Thursday, February 9, 2017

Health Costs Unsustainable

OBAMACARE: WHEN YOU WANT SOMEONE ELSE TO PAY YOUR DOCTOR BILLS, by Wayne Smith III, 2/7/17

I discovered the problem with our healthcare system – We want someone else to pay for our healthcare! We want $50 monthly insurance premiums and zero out-of-pocket costs. To the chagrin of the entitled, this is an impossibility.

Insurance is a zero-sum game – it merely transfers healthcare costs from one person to another(s). The total of all healthcare expenses must equal the total of all health insurance premiums paid, plus any co-pays and deductibles.

For every person whose health care costs exceed their premiums paid, there must be another person(s) whose premium dollars paid, exceed their healthcare costs. There is no money tree growing on the back lawn of the White House.

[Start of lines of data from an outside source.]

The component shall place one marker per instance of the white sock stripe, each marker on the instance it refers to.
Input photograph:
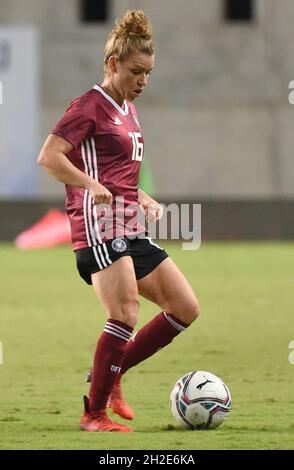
(97, 257)
(106, 253)
(119, 329)
(102, 256)
(176, 325)
(116, 334)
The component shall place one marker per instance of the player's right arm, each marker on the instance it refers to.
(53, 158)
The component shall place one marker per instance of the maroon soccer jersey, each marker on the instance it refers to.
(108, 146)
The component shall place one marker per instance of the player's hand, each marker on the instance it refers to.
(153, 210)
(100, 194)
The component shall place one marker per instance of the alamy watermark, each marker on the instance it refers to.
(160, 221)
(291, 355)
(291, 94)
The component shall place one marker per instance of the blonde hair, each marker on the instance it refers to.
(132, 33)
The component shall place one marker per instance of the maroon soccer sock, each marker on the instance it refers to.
(108, 359)
(157, 334)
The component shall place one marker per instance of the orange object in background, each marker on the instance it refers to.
(51, 230)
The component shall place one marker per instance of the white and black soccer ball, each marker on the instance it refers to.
(200, 400)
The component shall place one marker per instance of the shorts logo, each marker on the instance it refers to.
(119, 245)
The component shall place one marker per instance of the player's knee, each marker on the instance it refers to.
(130, 311)
(188, 311)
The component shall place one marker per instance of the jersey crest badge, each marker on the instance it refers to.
(117, 121)
(136, 120)
(119, 245)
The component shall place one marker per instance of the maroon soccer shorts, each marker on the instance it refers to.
(145, 253)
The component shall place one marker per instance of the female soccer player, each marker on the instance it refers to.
(96, 149)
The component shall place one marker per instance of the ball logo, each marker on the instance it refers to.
(119, 245)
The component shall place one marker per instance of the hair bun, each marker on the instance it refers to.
(134, 23)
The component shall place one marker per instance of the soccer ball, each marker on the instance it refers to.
(200, 400)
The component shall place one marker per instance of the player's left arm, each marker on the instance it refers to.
(153, 210)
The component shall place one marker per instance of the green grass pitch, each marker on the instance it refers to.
(50, 321)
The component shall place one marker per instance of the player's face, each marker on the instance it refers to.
(132, 74)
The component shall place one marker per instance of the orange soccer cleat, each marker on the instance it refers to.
(117, 403)
(98, 421)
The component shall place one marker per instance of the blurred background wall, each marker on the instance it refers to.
(216, 118)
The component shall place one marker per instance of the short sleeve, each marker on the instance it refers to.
(78, 123)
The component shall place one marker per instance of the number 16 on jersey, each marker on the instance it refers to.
(138, 147)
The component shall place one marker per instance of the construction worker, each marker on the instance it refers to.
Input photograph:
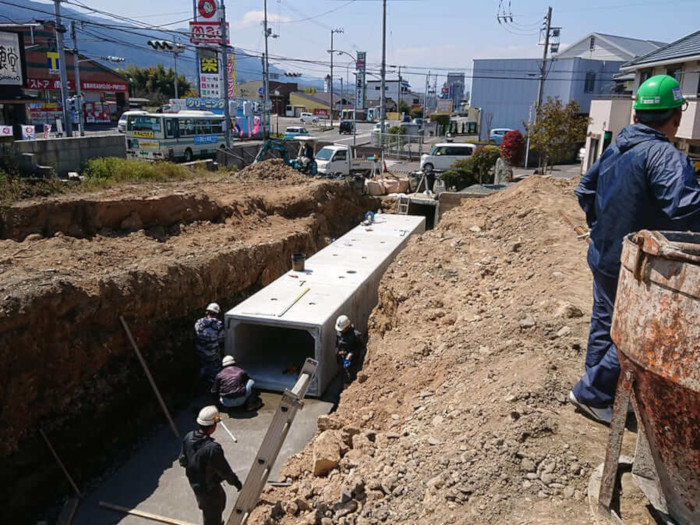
(640, 182)
(206, 467)
(232, 385)
(210, 334)
(350, 349)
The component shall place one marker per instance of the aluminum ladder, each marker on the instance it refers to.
(402, 206)
(292, 401)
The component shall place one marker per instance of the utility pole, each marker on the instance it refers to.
(266, 86)
(382, 95)
(62, 68)
(76, 68)
(540, 87)
(330, 103)
(224, 54)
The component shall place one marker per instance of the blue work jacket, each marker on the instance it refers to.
(641, 182)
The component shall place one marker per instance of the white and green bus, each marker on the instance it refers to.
(177, 136)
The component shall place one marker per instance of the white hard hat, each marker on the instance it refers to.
(342, 323)
(208, 416)
(213, 308)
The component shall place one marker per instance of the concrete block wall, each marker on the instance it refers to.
(70, 154)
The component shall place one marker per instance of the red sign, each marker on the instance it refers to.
(206, 33)
(44, 83)
(207, 8)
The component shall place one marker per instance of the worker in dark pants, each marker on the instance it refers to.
(350, 349)
(206, 467)
(641, 182)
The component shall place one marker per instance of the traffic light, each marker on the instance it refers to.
(166, 45)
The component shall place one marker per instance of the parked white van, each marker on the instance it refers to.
(443, 155)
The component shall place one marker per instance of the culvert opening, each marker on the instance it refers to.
(272, 355)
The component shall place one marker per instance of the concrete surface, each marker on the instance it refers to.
(153, 480)
(294, 317)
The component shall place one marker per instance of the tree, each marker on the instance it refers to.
(155, 82)
(556, 130)
(513, 147)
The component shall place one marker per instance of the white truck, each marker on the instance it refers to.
(340, 160)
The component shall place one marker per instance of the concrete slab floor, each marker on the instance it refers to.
(153, 480)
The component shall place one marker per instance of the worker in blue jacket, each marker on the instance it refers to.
(640, 182)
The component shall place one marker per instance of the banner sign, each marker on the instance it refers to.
(28, 132)
(10, 65)
(209, 104)
(207, 32)
(209, 77)
(231, 69)
(360, 81)
(45, 83)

One of the issues with Obamacare was the requirement that no applicant be denied coverage or required to pay a higher premium, based on preexisting conditions. While many believe that is the right thing to do, it is, in fact, creating the very problem mentioned above – wanting someone else pay for my healthcare.

For every high health cost person added to the insurance ranks, the rest of us need to pay higher premiums to cover the increased cost to the system (my personal premiums and deductibles have increased over 100% following Obamacare, and 40% this year alone). While we made insurance more affordable to the high health cost individuals, we made insurance less affordable for the rest of us.

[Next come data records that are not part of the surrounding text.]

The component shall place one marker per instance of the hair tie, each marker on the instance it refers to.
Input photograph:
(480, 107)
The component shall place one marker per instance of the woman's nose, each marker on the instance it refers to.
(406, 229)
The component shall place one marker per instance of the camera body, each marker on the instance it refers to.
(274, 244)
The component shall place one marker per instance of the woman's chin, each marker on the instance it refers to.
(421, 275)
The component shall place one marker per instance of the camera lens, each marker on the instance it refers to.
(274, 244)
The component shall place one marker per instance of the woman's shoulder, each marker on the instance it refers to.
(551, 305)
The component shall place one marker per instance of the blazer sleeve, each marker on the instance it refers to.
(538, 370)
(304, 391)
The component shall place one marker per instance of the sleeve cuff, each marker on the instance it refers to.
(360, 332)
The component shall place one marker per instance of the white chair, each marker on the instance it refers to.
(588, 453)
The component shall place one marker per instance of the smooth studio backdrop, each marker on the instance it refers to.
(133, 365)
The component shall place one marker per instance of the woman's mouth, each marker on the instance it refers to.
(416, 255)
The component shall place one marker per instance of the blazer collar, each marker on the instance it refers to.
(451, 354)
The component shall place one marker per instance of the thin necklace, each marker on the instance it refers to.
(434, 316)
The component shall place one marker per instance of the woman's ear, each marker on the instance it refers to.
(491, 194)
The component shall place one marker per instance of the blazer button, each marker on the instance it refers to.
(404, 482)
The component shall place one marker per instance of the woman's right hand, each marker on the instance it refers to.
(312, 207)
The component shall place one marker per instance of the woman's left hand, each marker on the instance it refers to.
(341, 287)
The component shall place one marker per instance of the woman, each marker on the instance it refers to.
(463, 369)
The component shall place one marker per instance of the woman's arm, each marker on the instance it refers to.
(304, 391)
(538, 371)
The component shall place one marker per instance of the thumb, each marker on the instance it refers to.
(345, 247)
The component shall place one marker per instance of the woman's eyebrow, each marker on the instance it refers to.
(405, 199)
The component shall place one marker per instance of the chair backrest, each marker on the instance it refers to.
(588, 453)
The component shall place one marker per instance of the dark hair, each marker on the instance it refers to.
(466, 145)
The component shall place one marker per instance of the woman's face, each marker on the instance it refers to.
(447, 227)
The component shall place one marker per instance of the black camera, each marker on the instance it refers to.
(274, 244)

We need to decide if health insurance is a right, or an option. Except when purchased through an employer, no other type of insurance, be it life, disability, etc. has guaranteed issue without regard for one’s health. While health care costs can financially ruin a family, the premature death of a breadwinner, or even worse, the disablement of said person can lead to far worse financial outcomes.

So, how is this health insurance problem solved? Either we go to universal healthcare, or, we increase the penalty tax on those that do not have coverage, to an amount equal to the least expensive healthcare plan available to them. The latter option increases the premium dollars placed into the system to offset the higher costs of providing insurance to those who experience higher than average claims. Unless we remove significant costs from the healthcare system, any solution other than these two is just rearranging deck chairs on the Titanic.

Another option, being floated around the Trump administration, is the use of Health Savings Accounts. I can see this working if we create catastrophic coverage plans – policies with $20k, $50k, or even $100k deductibles.

Redirecting current funds spent on insurance premiums to our personal HSA accounts would allow use of those funds to pay for our own health costs. What? Pay our own health costs? What a novel idea. Then, we might just get serious about taking on the real enemy – us!


Comments

Healthcare costs won’t be reduced until prices are forced to be controlled by the law of supply and demand. That means government subsidies must be reduced before the medical community will figure out how to cure us cheaper. 

They could do this now and do it easily, but they don’t have to as long as government is propping up the prices.

Congress needs set up a 10 year funding reduction schedule to cut funding for Medicaid and Medicare and publish it and let the Healthcare providers follow it.